In a statement to TPM about the video, the RNC said that Democrats “are using the coronavirus as an excuse to get wholesale election changes that fit their far-left agenda, but we are fighting back to protect the vote.”

“While the RNC of course supports efforts to ensure that no voters are disenfranchised due to the coronavirus, we will not stand idly by while Democrats strip away important election safeguards and throw election integrity out the window. Americans deserve to have confidence in their elections, and it is critical we work to preserve the democratic process,” the RNC said in its statement.

The RNC video then says the system has been “rigged up” to “churn out” ballots for “every living thing in the country.” Nowhere are election officials planning on sending out to ballots to everyone. In places where mail-in ballots will be sent out proactively, they’re often sent only to active votes — meaning voters who have interacted with the election system in recent years. But a vast majority of states are still requiring that voters apply for absentee ballots before they receive them.

In response to TPM’s inquiry about the claim, the RNC suggested that its qualms were with plans to send ballots to inactive voters and pointed to Democratic litigation in Nevada that resulted in ballots going to inactive registered voters in Clark County. The RNC also pointed to allegations that jurisdictions like Los Angeles County have more people on their rolls than are eligible to vote. (It’s worth noting that California will be proactively sending ballots out to only active registered voters.) The formula used to produce those allegations has been critiqued by election wonks and in court.

A string of other claims in the video follow (“more ballots than people,” “we’re mailing so many ballots, we don’t even know who they’re going to”) misleadingly painting the picture that ballots are just being sent out willy nilly.

The video then claims that ballots don’t expire until 30 days after the election. Though some jurisdictions will accept mailed ballots that are received a few days after Election Day, they all require that those ballots are postmarked either by or before Election Day.

In a response to TPM’s inquiry, the RNC said that those policies nonetheless had the potential for fraud and, by delaying the outcome, could invite unnecessary litigation.

The video also claims that there will be no signature requirement to vote absentee — another claim unmoored from reality.

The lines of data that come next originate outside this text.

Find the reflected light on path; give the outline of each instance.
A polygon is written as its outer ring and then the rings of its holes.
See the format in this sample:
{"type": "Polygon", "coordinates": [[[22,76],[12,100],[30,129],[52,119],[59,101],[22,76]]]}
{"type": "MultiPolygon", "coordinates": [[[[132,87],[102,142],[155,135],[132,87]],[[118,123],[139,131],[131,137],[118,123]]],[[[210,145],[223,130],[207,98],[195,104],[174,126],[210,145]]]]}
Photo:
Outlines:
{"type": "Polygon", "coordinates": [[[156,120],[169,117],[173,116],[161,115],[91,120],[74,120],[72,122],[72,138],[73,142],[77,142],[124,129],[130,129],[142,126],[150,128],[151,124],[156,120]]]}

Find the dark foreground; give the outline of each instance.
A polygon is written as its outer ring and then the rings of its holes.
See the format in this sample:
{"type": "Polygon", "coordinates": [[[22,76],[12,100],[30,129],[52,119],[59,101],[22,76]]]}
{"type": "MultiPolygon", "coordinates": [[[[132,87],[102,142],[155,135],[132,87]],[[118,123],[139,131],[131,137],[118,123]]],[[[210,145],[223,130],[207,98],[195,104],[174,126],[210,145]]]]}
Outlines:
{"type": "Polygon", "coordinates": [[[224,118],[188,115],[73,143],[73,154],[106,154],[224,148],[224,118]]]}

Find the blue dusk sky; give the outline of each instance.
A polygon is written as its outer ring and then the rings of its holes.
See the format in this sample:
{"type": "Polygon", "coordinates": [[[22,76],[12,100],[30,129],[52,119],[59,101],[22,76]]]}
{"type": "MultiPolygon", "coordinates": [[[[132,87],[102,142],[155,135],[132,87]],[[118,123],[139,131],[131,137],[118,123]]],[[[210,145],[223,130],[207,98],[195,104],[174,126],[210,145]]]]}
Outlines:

There has been some litigation around the ballot signature process, but typically those lawsuits haven’t aimed to remove the requirements. Rather they’ve sought to give voters an opportunity to address issues that arise if the ballot signatures don’t match the signatures on state’s records.

In response to TPM’s inquiry about the claim, the RNC again pointed to the Democrats’ Nevada lawsuit. That lawsuit asked for the ballot rejection policies to be blocked because of lack of training and standards for matching the signatures, and because Dems alleged the policy did not give enough time for voters to address issues, given the slowness of the mail. In an agreement reached with Dems ahead of the primary, Clark County didn’t eliminate the requirement but rather changed the process for reviewing and curing signature issues.

The RNC also pointed to a Democratic lawsuit Pennsylvania, which sought a more standardized process for signature matching and letting voters address issues with their signature.

Not surprisingly, much of the video also focuses on so-called “ballot harvesting” — the policy of letting third party groups or individuals collect and submit ballots on behalf of voters. The rules around ballot collection vary state to state and they have been aggressively litigated. The most famous recent example of fraudulent ballot harvesting was allegedly carried out by an operative in North Carolina who was hired by a …. Republican candidate.